Urban Institute Suggests Eliminating the Employer Mandate
May 13, 2014 09:59 AM
The Urban Institute, a prominent liberal think tank, recently released a research paper suggesting that the Employer Mandate provisions in the Affordable Care Act should be eliminated. The study estimates that some 251.1 million people would have employer-sponsored insurance if the requirement is fully implemented in 2016 while 250.9 million would have it that year if it was dropped: a difference of 200,000 people.
Since 2011, NAHC has advocated for reforms that would eliminate or mitigate the impact of the employer mandate on home care. Potential remedies include an exemption of home care employers, a modification of the definition of "full-time employee," and additional funding to pay for the cost of health insurance or the employer penalty.
Companies such as Land’s End, Regal Entertainment, Wendy’s and SeaWorld recently announced they would be reducing hours for part time workers to fewer than 30 per week, the point above which they must provide coverage, the researchers said. NAHC has long warned that many home health care agencies would also be forced to cut staff hours to under thirty hours a week to comply with the Employer Mandate.

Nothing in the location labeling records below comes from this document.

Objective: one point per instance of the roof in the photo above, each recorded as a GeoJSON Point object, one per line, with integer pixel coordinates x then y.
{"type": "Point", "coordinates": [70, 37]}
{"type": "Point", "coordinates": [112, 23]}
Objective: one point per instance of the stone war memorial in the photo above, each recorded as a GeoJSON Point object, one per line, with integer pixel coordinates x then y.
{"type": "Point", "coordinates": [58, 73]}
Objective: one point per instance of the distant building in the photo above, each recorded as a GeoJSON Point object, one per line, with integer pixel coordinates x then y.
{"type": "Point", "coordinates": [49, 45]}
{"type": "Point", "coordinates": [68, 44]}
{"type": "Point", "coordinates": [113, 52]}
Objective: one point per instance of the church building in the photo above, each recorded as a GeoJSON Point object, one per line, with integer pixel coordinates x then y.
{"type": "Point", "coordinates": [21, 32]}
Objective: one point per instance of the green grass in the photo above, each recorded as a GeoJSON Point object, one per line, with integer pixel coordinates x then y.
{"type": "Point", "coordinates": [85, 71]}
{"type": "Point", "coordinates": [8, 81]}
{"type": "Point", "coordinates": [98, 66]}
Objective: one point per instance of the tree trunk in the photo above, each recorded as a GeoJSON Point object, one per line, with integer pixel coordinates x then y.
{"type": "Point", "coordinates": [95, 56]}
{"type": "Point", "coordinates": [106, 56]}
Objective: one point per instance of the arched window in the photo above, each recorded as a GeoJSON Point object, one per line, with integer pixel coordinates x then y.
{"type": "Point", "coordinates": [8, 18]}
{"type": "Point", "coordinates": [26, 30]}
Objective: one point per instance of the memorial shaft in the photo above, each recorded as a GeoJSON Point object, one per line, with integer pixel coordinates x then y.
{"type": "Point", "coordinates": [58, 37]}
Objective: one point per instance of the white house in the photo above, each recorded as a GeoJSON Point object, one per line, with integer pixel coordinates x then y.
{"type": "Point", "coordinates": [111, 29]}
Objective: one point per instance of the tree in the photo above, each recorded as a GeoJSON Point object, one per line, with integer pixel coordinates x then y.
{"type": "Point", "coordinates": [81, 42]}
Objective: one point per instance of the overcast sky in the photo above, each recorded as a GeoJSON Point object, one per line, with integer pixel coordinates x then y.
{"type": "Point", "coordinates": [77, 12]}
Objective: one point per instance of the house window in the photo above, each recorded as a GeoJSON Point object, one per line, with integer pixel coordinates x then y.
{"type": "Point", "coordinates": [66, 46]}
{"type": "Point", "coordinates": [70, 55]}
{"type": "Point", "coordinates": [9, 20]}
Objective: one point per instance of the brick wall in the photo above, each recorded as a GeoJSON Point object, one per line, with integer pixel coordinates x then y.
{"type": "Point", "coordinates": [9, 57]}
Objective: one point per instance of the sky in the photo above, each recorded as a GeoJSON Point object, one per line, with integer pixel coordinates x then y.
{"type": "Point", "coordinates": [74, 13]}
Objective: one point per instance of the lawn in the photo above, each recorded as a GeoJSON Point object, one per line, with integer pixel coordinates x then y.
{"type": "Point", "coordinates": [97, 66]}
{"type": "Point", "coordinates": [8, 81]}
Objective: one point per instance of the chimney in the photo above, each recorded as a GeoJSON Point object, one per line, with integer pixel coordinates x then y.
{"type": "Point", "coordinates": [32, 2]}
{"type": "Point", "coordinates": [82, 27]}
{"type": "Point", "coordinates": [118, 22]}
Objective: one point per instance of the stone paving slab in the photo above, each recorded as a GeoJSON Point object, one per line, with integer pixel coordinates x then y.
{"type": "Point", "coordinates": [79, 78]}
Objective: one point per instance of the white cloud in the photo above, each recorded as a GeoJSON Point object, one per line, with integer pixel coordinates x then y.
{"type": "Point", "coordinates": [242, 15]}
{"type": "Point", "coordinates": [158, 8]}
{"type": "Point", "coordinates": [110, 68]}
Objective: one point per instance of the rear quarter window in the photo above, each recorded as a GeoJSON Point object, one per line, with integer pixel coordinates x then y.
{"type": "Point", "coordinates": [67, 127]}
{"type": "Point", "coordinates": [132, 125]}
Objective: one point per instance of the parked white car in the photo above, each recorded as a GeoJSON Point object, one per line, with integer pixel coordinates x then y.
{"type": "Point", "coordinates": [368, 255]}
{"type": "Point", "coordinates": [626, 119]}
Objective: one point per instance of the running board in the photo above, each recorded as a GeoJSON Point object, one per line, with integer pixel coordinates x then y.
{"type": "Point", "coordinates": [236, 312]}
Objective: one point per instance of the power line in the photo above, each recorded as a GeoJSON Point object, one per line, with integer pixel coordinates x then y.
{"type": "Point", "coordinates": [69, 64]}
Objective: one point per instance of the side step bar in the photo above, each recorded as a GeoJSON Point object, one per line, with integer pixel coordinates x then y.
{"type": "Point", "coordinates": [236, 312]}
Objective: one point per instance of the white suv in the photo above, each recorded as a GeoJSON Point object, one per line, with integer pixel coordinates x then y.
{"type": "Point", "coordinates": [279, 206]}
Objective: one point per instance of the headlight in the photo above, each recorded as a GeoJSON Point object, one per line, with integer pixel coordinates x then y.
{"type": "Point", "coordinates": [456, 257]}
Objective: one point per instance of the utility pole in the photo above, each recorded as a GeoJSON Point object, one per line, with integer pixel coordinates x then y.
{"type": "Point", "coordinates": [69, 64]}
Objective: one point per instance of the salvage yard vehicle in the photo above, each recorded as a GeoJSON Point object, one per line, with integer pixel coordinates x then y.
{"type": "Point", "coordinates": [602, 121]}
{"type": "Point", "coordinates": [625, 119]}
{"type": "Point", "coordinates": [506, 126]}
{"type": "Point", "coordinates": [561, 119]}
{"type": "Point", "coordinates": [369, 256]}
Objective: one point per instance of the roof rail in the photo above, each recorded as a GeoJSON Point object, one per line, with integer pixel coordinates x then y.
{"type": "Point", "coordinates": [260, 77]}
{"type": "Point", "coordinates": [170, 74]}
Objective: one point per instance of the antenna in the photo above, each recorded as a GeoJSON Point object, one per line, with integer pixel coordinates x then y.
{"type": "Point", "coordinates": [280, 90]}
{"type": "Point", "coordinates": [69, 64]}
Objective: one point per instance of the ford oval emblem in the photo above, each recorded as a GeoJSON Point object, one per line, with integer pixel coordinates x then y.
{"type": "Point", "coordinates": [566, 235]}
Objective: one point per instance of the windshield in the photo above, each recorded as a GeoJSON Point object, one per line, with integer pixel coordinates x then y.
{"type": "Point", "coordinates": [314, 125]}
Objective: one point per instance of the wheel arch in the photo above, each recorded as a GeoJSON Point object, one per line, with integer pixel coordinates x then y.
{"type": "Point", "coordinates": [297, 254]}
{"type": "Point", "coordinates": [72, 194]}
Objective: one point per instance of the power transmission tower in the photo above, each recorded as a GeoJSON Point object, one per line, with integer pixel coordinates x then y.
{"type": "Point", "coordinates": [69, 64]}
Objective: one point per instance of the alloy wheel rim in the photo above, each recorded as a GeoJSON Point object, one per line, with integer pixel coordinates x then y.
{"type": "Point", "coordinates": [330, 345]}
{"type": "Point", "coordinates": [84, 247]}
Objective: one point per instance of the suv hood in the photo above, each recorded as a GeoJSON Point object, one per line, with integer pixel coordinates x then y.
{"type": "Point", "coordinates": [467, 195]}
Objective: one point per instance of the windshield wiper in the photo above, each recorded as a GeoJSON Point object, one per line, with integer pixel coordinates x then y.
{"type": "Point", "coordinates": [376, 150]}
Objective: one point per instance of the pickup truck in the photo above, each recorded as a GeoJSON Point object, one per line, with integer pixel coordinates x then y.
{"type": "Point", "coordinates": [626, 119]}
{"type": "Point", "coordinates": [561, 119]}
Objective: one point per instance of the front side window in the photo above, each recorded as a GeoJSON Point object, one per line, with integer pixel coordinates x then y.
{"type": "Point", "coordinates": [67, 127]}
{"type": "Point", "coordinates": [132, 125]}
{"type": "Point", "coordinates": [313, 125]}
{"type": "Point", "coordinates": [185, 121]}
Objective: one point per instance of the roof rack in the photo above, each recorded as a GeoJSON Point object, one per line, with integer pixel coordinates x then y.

According to the Urban Institute research paper:
“Controversy over the Affordable Care Act’s employer mandate continues. The requirement’s implications for coverage are small, and yet the negative labor market effects of keeping it in place could harm some low-wage workers.
Under the law, employers of 50 or more workers are subject to a penalty if at least one of their full-time workers obtains a Marketplace subsidy. Employees offered coverage deemed affordable and adequate are prohibited from obtaining subsidies, as are their family members, and employers can avoid penalties by offering coverage to at least 95 percent of workers. However, the Administration has delayed the requirements until 2016 for employers of 50-99, for larger employers until 2015, and softened requirements for that first year. Yet there are anecdotal reports of employers changing labor practices even though penalties have yet to be implemented.
Our analyses as well as that of others find that eliminating the employer mandate will not reduce insurance coverage significantly, contrary to its supporters’ expectations. Eliminating it will remove labor market distortions that have troubled employer groups and which would harm some workers. However, new revenue sources will be required to replace that anticipated to be raised by the employer mandate.”
Dropping the Employer Mandate altogether, however, “should substantially diminish employer opposition to the ACA,” the researchers said. “In fact, without that burden, employers may play more of a role promoting the expansion of coverage under the law.” Discarding the mandate would lessen revenues coming in under the health law by about $4 billion in 2016. Factoring Medicaid costs and added private plan subsidies required because the affected workers would get coverage from these sources would cost the federal government $4.3 billion more per year.